Manifesto de Uma Testemunha Lúcida

 



 



Manifesto de uma Testemunha Lúcida

Que fique registrado, antes que as sirenes soem, antes que o céu fique vermelho e os campos silenciem: nós sabíamos.

Sabíamos do desequilíbrio, da fome, da sede, da criança com os olhos fundos de medo, da floresta gemendo em chamas, do animal que desaparece sem alarde, da água que some, da terra que racha. Sabíamos das bombas estocadas, dos líderes com dedos trêmulos sobre os botões, dos tratados rasgados, das mentiras televisionadas.

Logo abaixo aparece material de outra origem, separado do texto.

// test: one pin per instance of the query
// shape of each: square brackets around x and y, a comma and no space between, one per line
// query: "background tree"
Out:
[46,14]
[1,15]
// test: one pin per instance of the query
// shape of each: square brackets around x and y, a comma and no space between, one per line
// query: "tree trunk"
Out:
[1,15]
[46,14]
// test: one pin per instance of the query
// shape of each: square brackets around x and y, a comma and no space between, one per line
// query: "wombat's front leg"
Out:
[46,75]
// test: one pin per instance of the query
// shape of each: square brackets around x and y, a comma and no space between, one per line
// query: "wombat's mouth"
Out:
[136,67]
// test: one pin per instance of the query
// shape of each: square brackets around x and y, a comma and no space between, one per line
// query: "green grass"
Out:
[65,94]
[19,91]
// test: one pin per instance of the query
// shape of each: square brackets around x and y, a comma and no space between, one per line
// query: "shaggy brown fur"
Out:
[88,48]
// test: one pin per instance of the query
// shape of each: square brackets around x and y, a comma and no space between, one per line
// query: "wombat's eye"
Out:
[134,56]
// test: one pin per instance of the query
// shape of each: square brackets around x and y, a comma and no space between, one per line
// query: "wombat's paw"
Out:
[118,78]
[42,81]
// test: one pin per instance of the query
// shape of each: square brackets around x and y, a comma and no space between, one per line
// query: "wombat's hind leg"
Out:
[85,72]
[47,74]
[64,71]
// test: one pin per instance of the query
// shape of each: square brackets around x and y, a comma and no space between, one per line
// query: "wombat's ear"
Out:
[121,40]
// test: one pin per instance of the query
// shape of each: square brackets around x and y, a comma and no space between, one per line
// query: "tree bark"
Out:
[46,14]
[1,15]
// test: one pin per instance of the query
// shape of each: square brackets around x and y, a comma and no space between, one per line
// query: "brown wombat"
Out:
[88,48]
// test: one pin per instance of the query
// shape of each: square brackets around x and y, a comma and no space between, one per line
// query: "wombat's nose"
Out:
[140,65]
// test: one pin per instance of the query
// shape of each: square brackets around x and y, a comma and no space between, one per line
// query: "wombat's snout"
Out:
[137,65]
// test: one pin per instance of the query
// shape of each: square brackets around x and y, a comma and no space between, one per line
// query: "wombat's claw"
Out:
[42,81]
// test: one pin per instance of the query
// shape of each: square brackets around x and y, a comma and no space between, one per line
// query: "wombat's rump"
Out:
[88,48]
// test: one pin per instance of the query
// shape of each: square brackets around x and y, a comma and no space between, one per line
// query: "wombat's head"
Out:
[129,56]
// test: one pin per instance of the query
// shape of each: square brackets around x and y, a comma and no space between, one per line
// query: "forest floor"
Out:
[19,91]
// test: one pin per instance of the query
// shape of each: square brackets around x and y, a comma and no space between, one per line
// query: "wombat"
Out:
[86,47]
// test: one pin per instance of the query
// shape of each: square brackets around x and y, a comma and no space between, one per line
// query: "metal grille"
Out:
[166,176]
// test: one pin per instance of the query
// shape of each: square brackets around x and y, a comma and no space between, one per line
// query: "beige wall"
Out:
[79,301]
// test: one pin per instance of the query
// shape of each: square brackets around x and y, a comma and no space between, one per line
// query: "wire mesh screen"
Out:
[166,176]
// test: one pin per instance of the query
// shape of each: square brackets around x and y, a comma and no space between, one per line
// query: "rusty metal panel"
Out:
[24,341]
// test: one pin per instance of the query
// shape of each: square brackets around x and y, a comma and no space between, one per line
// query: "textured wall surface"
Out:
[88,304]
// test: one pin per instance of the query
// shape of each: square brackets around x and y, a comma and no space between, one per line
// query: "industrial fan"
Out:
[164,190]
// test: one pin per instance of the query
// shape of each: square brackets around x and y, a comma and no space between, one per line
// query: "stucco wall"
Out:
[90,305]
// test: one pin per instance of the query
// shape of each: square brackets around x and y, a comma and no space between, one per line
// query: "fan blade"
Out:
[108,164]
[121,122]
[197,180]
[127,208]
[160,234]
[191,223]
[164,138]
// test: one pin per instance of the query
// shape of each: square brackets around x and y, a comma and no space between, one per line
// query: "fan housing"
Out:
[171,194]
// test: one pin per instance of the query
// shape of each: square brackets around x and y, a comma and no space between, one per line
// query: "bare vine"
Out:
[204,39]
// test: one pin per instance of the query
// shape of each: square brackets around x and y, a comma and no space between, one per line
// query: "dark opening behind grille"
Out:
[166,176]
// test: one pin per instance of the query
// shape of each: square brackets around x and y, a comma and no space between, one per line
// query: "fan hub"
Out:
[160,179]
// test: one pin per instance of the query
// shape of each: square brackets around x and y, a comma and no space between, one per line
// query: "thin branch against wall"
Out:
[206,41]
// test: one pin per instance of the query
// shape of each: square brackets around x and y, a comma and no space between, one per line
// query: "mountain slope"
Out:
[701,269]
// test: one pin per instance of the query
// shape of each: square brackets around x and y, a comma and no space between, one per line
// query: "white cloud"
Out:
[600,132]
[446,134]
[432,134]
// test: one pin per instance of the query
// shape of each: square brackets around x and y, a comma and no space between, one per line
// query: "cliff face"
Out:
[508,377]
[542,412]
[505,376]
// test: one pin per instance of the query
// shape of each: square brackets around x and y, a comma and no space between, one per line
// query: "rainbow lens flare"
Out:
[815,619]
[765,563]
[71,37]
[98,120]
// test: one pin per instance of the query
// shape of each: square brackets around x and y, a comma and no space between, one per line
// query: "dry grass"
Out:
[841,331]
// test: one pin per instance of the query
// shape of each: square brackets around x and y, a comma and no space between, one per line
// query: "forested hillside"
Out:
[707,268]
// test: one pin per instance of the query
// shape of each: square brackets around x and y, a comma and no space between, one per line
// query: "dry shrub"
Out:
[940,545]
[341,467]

Sabíamos... e seguimos. Seguimos plantando ódio. Seguimos construindo muros. Seguimos elegendo covardes barulhentos com sorriso de plástico e alma vazia. Seguimos chamando de progresso o que era só ganância com nome bonito.

Jogamos as regras da natureza no lixo. Trocamos o cheiro da terra pelo cheiro do concreto. Fizemos da guerra um espetáculo e da paz uma utopia ridicularizada.

E agora?

Agora é tarde para pedir desculpas aos pássaros que não voltam. Aos rios que não correm. Às crianças que nunca chegarão à idade adulta. Aos povos que não terão sequer um registro no rodapé dos livros de história (se é que livros restarão).

Se o fim vier, que venha rápido. Sem cerimônia. Sem discursos. Sem hinos. Sem bandeiras tremulando ao vento.

E que fique escrito, no que sobrar de pedra ou carbono:

Foi escolha nossa.
Não foi Deus. Não foi destino. Não foi acidente.

Foi ego. Foi orgulho. Foi descaso. Foi lucro. Foi ódio. Foi vaidade.

Que o planeta nos esqueça depressa. Que as próximas formas de vida não herdem nossa arrogância.

E que, talvez um dia, alguma outra espécie mereça este lugar que nós, por pura estupidez, não soubemos honrar.